“With courage let us all combine” — the theme of Refugee Week, which ends this Friday (June 25) comes from the second verse of the national anthem, leading us to focus on the courage of refugees and those who stand up for men, women and children fleeing persecution.
Refugee Week has been celebrated in our schools since 1986 and coincides with World Refugee Day, June 20. The activities held throughout the week aim to facilitate a better understanding of the experiences of refugees and asylum-seekers and to provide an opportunity for them to be seen, listened to and valued.
This year, schools are encouraged to access available resources to educate students about who refugees are and why they have come here.

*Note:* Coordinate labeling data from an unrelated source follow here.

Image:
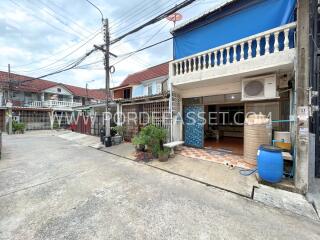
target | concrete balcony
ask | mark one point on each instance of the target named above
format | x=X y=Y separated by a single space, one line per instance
x=269 y=51
x=54 y=104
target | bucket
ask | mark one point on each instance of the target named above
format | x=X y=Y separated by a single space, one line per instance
x=270 y=163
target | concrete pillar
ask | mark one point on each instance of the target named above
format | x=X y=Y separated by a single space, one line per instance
x=9 y=120
x=51 y=119
x=301 y=97
x=119 y=114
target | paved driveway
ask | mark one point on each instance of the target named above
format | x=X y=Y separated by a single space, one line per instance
x=51 y=189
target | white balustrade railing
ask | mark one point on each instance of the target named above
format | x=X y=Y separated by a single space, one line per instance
x=54 y=104
x=265 y=43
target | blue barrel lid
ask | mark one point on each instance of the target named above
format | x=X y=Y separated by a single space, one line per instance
x=270 y=148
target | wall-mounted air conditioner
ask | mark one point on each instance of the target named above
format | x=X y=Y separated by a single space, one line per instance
x=259 y=88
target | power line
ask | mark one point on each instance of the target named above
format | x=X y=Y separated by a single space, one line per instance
x=141 y=10
x=52 y=63
x=156 y=19
x=144 y=48
x=96 y=8
x=58 y=53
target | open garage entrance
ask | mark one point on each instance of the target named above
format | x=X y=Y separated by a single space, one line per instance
x=224 y=128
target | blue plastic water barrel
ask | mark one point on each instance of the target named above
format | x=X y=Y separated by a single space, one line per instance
x=270 y=163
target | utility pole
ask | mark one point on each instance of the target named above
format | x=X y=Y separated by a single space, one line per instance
x=107 y=70
x=9 y=113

Federation, a proud sponsor of the Refugee Council of Australia’s Refugee Week activities, has developed extensive resources, developed by teachers for teachers, that can be used to promote Refugee Week within schools and local communities.
In addition, the Refugee Council of Australia has produced a resource kit that provides statistical information. Federation is a sponsor of this website. The kit provides a number of resources readily adaptable for the classroom:
1. Facts and figures on refugees and asylum-seekers: Did you know the difference between an asylum-seeker, a refugee and a migrant? Currently, there are approximately 60 million refugees, asylum-seekers and internally displaced people worldwide — the highest ever recorded. The official current intake for Australia is a paltry 13,750 per year.

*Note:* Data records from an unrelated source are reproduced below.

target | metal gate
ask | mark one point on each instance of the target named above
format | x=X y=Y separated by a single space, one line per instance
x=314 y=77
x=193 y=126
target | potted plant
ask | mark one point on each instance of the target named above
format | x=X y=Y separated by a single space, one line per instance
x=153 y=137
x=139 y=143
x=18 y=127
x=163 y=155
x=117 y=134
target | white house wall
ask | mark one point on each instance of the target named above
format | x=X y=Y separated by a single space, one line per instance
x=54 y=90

2. Case studies and the personal experiences of refugees: Rarely do refugees have time to make plans for their departure. The experience of trauma along the way is consistent across all refugees. Refugees who come to Australia have no opportunity to prepare themselves physically or psychologically for their new life in Australia.
3. Teaching resources and lesson plans from a number of sources including Amnesty International, the Australian Human Rights Commission and the Asylum Seekers Resource Centre.
Refugee Week is particularly important in the lead-up to the federal election, which sees refugees and asylum-seekers once again being used as political footballs. These resources provide us, as teachers, with the tools to tell a different story.